Monthly Archives: July 2016

Footnotes to Pylyshyn

In a footnote of this ‘Origins of Objectivity’ Tyler Burge criticised Pylyshyn’s theory of vision. Burge argued that though Pylyshyn’s experimental work was very important Pylyshyn was to some degree misinterpreting his own experiments. Since Burge’s book was published Fodor and Pylyshyn[1] have written a book ‘Minds without Meanings’ where they further develop their direct reference theory.  In this blog-post I will consider their new book in light of the criticisms made by Burge and evaluate to what degree F and P’s claims stand up to critical scrutiny.

In some aspects the debate between F and P and Burge is an updated and more tractable version of the Quine/Wittgenstein point that ostensive definition requires a lot of stage setting. A lot of philosophers/psychologists think that the stage setting can be provided by innate constraints on interpretation. While others think that culture sets the stage in some ways. At a more fundamental level; the level of perception F and P seem to think that FINST can pick out objects independent of any stage setting; hence they argue that FINST do the job by locking on to distal objects. This provides their foundation as they move out towards more complex conceptual capacities. They present a variety of pieces of experimental evidence to support their claim. They note the following:

“One of the main characteristics of visual perception that led Pylyshyn (1989, 2001) to postulate FINSTs is that vision appears not only to pick out several individual objects automatically, but also to keep track of them as they move about unpredictably by using only spatio temporal information and ignoring visible properties of individual objects… Pylyshyn and his students demonstrated in hundreds of experiments (described in Pylyshyn 2001, 2003, 2007 and elsewhere), that observers could keep track of up to four or five moving objects without encoding any of their distinguishing properties (including their motion and the speed or direction of their movement.” (‘Mind’s Without Meanings pp. 100-102)

They note that in these various object tracking studies some factors do somewhat effect subject performance. The first factor that affects subject performance is the distance between the objects. The second factor is the amount of time objects stay close to each other (ibid p. 105).

Tracking continues unimpaired even when objects disappear behind a screen. Now as far as I can see this fact seems to support a view of that objects files are subject to constraints like object permanence.

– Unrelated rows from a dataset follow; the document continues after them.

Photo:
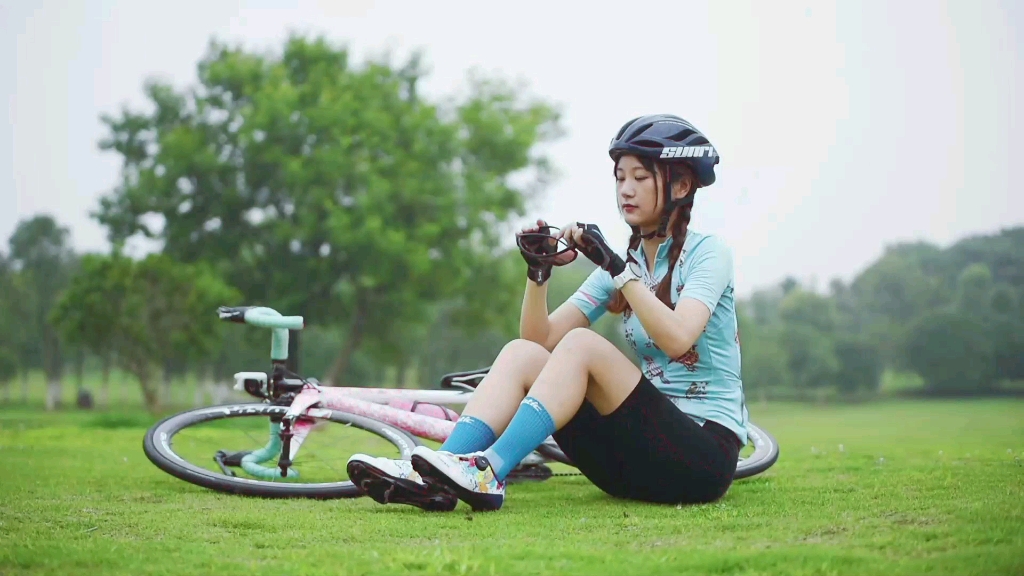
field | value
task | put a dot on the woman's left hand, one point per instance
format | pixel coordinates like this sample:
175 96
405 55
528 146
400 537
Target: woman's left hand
589 240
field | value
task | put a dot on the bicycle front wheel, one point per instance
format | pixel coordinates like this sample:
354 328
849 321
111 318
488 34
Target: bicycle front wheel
206 446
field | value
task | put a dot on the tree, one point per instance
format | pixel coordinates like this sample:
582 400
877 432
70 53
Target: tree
89 310
8 369
40 253
951 352
974 291
860 364
328 190
152 312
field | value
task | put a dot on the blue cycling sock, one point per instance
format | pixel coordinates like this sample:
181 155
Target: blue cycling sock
469 435
530 425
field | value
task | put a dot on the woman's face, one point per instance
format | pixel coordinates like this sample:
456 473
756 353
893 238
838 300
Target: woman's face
637 193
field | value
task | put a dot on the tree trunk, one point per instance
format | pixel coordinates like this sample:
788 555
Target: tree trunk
204 385
80 368
25 385
104 383
166 384
53 366
52 393
340 364
151 394
401 372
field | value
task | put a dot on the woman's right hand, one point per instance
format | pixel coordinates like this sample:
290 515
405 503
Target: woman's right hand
540 270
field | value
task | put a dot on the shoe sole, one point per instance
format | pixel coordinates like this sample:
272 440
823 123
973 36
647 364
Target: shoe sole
386 489
435 479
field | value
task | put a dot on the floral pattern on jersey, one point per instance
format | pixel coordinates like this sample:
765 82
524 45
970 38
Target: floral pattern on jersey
653 371
689 359
696 391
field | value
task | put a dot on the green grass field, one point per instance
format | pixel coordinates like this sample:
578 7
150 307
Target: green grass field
886 488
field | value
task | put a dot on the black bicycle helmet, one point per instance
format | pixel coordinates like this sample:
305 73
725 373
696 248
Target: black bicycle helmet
669 139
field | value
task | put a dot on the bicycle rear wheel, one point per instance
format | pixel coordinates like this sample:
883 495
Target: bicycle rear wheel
187 446
762 457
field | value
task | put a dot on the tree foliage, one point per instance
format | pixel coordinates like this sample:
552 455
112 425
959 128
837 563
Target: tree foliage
327 189
152 312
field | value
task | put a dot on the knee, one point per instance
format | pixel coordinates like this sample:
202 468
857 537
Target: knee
523 352
580 339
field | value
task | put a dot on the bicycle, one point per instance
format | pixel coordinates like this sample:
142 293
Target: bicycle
294 407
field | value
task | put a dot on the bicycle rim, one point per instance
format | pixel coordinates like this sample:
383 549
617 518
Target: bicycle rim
358 435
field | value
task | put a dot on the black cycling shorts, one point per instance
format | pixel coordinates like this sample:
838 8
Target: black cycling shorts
649 450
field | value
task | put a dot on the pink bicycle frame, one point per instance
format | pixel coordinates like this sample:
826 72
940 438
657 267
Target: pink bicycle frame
316 402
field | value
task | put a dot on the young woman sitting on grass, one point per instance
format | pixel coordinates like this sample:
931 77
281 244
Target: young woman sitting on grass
670 433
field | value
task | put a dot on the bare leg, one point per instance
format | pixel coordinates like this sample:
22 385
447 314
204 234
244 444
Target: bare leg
584 365
510 377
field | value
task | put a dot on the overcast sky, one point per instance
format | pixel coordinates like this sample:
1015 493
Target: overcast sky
842 126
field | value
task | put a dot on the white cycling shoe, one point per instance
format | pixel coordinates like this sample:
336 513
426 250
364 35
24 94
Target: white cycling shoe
390 481
469 477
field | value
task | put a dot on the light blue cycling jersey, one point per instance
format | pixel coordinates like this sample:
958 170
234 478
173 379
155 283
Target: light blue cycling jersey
706 381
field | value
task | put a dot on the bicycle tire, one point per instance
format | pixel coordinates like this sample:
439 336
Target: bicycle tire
159 440
765 453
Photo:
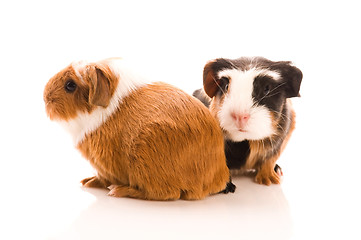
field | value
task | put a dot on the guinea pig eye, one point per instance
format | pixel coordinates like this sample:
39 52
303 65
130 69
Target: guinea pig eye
266 89
70 86
224 83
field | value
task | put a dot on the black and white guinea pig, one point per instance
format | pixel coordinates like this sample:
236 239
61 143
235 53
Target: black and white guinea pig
250 99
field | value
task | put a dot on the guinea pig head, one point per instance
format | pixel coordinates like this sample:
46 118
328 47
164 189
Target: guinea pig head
79 88
249 94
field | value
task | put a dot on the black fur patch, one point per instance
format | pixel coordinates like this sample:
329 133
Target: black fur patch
236 153
230 188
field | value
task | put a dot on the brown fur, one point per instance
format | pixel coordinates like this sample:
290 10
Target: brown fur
151 154
161 144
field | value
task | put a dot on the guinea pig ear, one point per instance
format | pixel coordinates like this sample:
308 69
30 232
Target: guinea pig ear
293 77
210 82
100 85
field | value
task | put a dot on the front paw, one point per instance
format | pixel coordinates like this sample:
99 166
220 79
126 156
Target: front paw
267 177
93 182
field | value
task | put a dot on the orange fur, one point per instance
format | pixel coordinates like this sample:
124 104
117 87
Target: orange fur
160 143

But F and P don’t draw this obvious conclusion and seem to think that object files are empty and are little more than indexes.

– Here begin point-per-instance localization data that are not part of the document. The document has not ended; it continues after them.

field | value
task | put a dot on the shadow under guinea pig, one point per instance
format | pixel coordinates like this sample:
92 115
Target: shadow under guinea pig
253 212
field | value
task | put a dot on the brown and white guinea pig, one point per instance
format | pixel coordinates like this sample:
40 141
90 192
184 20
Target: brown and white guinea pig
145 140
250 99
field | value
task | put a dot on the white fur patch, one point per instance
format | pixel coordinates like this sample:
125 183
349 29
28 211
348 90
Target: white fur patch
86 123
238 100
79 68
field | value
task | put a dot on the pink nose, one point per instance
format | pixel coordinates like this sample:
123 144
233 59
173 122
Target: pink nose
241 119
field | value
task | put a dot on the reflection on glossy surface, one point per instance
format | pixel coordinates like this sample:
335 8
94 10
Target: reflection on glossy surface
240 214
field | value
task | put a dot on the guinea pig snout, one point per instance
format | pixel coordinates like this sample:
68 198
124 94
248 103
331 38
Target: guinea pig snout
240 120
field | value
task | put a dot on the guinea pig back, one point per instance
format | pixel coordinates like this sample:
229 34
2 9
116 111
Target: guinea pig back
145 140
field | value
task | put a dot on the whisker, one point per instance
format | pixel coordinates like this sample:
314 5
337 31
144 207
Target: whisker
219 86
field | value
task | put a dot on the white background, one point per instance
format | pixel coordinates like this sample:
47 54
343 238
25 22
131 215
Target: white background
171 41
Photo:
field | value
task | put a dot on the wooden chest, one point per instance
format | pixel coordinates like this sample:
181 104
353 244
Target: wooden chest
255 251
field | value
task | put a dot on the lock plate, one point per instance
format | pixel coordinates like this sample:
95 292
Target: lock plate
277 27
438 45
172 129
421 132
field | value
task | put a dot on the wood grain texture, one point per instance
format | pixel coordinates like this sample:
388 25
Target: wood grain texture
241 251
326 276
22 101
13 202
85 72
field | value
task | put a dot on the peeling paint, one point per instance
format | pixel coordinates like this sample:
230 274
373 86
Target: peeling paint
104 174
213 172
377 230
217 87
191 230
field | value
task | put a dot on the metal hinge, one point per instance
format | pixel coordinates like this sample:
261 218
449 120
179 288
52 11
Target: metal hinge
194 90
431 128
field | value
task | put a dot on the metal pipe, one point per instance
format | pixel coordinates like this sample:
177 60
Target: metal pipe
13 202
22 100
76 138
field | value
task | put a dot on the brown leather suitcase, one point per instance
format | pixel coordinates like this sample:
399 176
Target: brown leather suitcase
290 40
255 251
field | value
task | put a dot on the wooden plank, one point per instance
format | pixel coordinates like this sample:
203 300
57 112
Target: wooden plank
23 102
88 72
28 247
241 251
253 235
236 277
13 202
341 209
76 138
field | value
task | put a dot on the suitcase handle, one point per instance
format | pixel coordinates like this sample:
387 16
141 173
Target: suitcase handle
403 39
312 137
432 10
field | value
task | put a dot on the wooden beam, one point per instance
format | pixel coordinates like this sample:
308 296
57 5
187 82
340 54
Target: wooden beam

In his ‘Origins of Objectivity’ Tyler Burge criticises F and P’s interpretation of the experimental data on perception:

In the psychological literature, some authors have taken the indexes in tracking multiple moving objects to represent ‘visual objects’, or two-dimensional ‘visual patterns’  that are ‘reliably associated’ with physical objects, or ‘proximal counterparts of real physical objects’, or ‘proximal features that are precursors in detection of real physical objects. The representa are taken not to be physical bodies or any other environmental entities. I believe that this way of thinking is confused and deeply mistaken about what is being studied. The experiments apply to visual systems that can represent three-dimensionally shaped bodies in three-dimensional space. The representational content of the perceptions is explained, under perceptual anti individualism and in scientific practice, by reference to the perceptual system’s evolutionary relations to bodies and other environmental entities, not merely to proximal counterparts of bodies.” ( Burge: ‘The Origins of Objectivity’ pp 453-454)

Above we can see a paradigm explanation of anti-individualism by Burge. Despite being critical of Millikan and her notion of proper function Burge largely agrees that we need to understand perception in light of proper function. Burge just adds the further proviso that perception isn’t just to be explicated in terms of proper function; understanding veridicality conditions is the key to understanding perception. Burge to some degree relies on the work of Pylyshyn who has done dozens of experiments of perceptual tracking of multiple objects. However, Burge doesn’t agree with Pylyshyn’s interpretation of the experiments. He has criticised Pylyshyn for being ambiguous as to whether the objects of indexical like representations are proximal or distal. Burge obviously thinks that the distal interpretation is the correct one and he thinks that ambiguity about this distinction has led Pylyshyn into making incorrect interpretations of his experiments. Pylyshyn has argued that indexes don’t have to be accompanied with the encoding of any property and Burge strongly disagrees with this interpretation. Burge makes the following point:

“One cannot perceive a particular without perceiving it by way of some general, repeatable grouping capacity to attribute properties, relations kinds verdically” (ibid p. 455)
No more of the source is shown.